Et finalement, qu'en est-il des combats ? Car il s'agit-là du seul intérêt narratif et visuel de « Baki » et personne ne dira le contraire. Les séquences, les scènes... les épisodes... de combat sont aussi un échec. Premièrement, parce-que comme dit précédemment ils ne distillent pas la moindre petite once de réalisme et d'impact. Comment donner de la conséquence à quelque chose d'improbable, de bourrin et de débile ? C'est difficile, voire impossible. Et secondement, parce-que les combats sont interminables et s'étirent sur l'entièreté d'un épisode, parfois deux. Les rixes paraissent vaines et infiniment longue car le rythme est sans cesse casser par des pauses foireuse où les combattant dialoguent inutilement sur ce qu'il est en train de se passer. Pas une seule séquence ne parvient à durer plus de deux minutes sans que l'un ou l'autre, chacun leur tour, raconte leur putain de vie. Le dynamisme est fatalement entrecoupé d'explications débiles faisant le point sur tout ce qu'ils font :


les guerriers commencent par expliciter leur C.V. d'artiste martial ; puis leurs points forts et pourquoi ils sont les meilleurs ; puis leurs tactiques tirées par les cheveux ; le combat commence et s'immobilise au bout d'une demi minute ; les spectateurs du combat commentent comme s'ils étaient devant un match de football ; l'un attaque ; l'autre riposte ; ça vante sa force, sa dextérité et son ingéniosité à coup de fortes autofellations un peu gênantes ; le combat continue ; l'un est blessé ; les personnages s'arrêtent pour débriefer ; retournement de situation ; celui qui était blessé ne l'ai plus et porte un coup à son adversaire qui passe d'une position de domination à une position de faiblesse... Et ça n'en finit jamais. Quand le combat est terminé, on passe au suivant, et ce sur toute la durée de la série dans un insupportable système de combat au tour par tour... on est pas dans Dofus là ! C'est franchement peu passionnant. Sans parler du manque de fluidité entre chaque confrontation, et au sein de chacune d'entre elles puisqu'elles s'éternisent du fait des coupures intempestives et de l'invincibilité des protagonistes. Une succession de bastons profondément irréalistes et qui ne font même pas avancer le récit malgré son indigence. Cela ne mène nulle part, cela est inconséquent, sans impact, sans fond et sans intelligence.

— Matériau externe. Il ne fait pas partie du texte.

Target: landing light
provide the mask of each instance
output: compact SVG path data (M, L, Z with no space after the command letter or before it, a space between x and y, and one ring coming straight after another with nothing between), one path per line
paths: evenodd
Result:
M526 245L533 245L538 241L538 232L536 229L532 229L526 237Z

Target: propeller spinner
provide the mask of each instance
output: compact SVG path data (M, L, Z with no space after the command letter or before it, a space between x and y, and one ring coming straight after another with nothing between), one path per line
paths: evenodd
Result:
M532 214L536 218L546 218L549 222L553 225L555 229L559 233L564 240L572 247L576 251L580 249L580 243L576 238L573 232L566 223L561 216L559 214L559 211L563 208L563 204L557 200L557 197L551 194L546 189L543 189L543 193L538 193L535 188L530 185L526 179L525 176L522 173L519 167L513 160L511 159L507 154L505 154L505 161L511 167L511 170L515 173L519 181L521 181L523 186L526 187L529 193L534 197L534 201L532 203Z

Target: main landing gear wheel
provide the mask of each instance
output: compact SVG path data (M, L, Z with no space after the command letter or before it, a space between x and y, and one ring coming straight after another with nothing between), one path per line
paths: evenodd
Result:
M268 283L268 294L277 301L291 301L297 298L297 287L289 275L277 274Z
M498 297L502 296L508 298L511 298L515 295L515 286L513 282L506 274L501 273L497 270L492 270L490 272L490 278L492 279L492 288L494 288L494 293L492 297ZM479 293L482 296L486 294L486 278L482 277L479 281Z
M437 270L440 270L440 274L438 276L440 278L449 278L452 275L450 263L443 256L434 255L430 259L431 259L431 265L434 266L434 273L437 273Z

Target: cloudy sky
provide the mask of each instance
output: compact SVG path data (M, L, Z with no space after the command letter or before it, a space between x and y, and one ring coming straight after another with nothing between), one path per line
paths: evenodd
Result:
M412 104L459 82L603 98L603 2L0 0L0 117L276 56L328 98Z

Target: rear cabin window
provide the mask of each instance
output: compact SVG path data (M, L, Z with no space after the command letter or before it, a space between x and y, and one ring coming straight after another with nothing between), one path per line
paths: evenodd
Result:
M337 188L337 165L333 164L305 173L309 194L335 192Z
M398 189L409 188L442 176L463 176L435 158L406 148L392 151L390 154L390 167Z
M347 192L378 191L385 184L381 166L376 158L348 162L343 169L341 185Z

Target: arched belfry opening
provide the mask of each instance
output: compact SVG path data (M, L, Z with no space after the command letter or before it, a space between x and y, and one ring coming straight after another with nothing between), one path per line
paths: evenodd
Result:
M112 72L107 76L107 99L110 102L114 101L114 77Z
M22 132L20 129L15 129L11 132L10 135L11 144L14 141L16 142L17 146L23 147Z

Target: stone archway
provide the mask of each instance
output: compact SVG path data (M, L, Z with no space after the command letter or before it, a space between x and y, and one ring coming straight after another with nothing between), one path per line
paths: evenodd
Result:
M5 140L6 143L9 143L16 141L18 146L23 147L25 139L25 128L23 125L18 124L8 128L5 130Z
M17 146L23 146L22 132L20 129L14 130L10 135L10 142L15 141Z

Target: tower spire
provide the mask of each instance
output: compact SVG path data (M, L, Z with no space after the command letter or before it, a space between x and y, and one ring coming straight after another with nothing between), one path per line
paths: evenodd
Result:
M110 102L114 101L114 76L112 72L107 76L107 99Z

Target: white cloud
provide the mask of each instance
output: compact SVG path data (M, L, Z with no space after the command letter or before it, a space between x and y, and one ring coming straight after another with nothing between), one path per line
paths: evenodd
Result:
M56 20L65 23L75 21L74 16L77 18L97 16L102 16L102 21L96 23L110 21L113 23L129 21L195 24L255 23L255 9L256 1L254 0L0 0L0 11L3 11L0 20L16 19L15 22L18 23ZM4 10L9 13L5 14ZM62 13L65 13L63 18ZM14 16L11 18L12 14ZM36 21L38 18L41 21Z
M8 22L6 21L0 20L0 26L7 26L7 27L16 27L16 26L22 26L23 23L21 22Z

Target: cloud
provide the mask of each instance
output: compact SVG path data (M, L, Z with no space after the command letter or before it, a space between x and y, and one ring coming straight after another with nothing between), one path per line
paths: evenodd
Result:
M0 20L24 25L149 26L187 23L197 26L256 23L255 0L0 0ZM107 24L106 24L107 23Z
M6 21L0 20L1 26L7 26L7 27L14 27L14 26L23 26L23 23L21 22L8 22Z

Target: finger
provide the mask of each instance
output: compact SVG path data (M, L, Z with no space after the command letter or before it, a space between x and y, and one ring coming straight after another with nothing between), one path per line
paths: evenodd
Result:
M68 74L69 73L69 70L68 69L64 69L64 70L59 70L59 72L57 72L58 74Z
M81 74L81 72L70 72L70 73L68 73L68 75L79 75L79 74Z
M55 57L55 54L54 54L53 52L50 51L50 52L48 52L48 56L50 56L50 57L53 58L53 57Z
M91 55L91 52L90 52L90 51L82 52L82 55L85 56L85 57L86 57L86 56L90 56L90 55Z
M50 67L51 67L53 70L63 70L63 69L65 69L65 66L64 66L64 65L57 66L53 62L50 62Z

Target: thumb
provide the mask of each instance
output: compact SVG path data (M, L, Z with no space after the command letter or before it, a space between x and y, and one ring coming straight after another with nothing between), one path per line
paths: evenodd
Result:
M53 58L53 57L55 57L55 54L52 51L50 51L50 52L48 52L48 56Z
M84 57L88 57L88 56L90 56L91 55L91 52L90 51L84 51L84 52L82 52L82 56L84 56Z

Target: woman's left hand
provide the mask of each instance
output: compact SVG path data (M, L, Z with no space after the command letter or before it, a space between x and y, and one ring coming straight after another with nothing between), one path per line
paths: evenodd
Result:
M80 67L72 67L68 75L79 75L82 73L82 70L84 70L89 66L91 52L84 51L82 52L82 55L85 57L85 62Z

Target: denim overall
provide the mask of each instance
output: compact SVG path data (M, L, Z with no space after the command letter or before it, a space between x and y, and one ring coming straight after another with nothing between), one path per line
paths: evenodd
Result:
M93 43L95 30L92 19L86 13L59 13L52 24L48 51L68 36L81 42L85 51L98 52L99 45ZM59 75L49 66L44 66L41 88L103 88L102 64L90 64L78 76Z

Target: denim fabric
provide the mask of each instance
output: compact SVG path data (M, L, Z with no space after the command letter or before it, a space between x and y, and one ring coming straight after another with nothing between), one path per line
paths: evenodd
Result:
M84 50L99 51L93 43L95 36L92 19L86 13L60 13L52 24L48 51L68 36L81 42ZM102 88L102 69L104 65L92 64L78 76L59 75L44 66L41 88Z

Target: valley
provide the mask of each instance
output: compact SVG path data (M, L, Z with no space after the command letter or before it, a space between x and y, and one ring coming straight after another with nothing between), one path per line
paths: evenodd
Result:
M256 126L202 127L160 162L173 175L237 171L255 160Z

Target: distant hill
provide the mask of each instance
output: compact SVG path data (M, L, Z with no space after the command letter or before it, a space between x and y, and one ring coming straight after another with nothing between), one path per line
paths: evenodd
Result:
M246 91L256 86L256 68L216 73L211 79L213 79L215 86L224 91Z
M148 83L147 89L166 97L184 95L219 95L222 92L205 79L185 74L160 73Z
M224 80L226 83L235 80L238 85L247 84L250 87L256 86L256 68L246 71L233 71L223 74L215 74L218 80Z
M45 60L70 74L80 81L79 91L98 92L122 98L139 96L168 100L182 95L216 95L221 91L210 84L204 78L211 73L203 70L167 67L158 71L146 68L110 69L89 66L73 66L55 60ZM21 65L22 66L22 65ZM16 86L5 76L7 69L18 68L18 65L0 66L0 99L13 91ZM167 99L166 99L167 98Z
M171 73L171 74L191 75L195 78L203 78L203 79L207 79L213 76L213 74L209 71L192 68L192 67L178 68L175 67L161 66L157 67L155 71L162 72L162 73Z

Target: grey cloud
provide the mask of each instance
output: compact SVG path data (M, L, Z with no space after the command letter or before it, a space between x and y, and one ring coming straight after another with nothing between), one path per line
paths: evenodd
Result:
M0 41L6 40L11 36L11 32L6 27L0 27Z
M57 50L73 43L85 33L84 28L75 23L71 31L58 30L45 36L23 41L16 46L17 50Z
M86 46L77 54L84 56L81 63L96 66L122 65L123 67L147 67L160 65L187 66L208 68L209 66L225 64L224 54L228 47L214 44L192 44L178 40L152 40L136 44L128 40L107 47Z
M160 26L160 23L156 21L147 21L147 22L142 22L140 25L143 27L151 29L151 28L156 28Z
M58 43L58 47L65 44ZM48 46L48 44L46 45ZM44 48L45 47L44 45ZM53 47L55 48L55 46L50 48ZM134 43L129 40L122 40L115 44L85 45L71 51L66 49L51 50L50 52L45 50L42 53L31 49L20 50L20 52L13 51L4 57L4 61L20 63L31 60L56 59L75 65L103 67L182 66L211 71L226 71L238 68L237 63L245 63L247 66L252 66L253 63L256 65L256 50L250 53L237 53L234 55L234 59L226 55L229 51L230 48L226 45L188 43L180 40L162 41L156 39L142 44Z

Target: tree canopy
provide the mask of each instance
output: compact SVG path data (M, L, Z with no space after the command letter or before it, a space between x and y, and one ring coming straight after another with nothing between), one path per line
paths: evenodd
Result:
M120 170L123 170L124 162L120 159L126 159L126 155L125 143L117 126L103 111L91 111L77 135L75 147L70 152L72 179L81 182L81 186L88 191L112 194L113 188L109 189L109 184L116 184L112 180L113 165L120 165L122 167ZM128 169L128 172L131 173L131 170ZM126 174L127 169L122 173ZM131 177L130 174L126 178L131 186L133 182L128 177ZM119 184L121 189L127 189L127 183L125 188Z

Pour finir en beauté, que penser de l'approche effectuée sur la thématique des arts martiaux ? Beaucoup de choses négatives encore une fois. Le manga d'origine semble avoir plus ou moins le même traitement bien que Netflix a poussé le délire à l'extrême, mais on peut se demander en quoi ce que l'on voit dans « Baki » peut avoir un quelconque rapport avec les arts martiaux ? Cet anime ne respecte rien de la philosophie de l'art martial. Finalement, cela est montré avec une vision très occidentale moderne de la chose, voire « Amérique du Nord post-Vietnam » : tous ces corps informes de culturistes sous stéroïdes anabolisants, tous ces muscles disproportionnés, cette fausse virilité, cette abominable vision de l'honneur et de l'héroïsme... rien ne va ! Dans un premier temps la pratique des arts martiaux nécessite rapidité, agilité et souplesse, soit à l'antithèse des personnages de la série. Regardez Bruce Lee, Donnie Yen, Tony Jaa ou encore Jacky Chan - pour ne citer que les artistes martiaux les plus connus -, généralement, il s'agit d'individus de taille moyenne mais terriblement nerveuses avec des corps très secs, ce qui leur permet d'être vif et efficaces, toute en souplesse.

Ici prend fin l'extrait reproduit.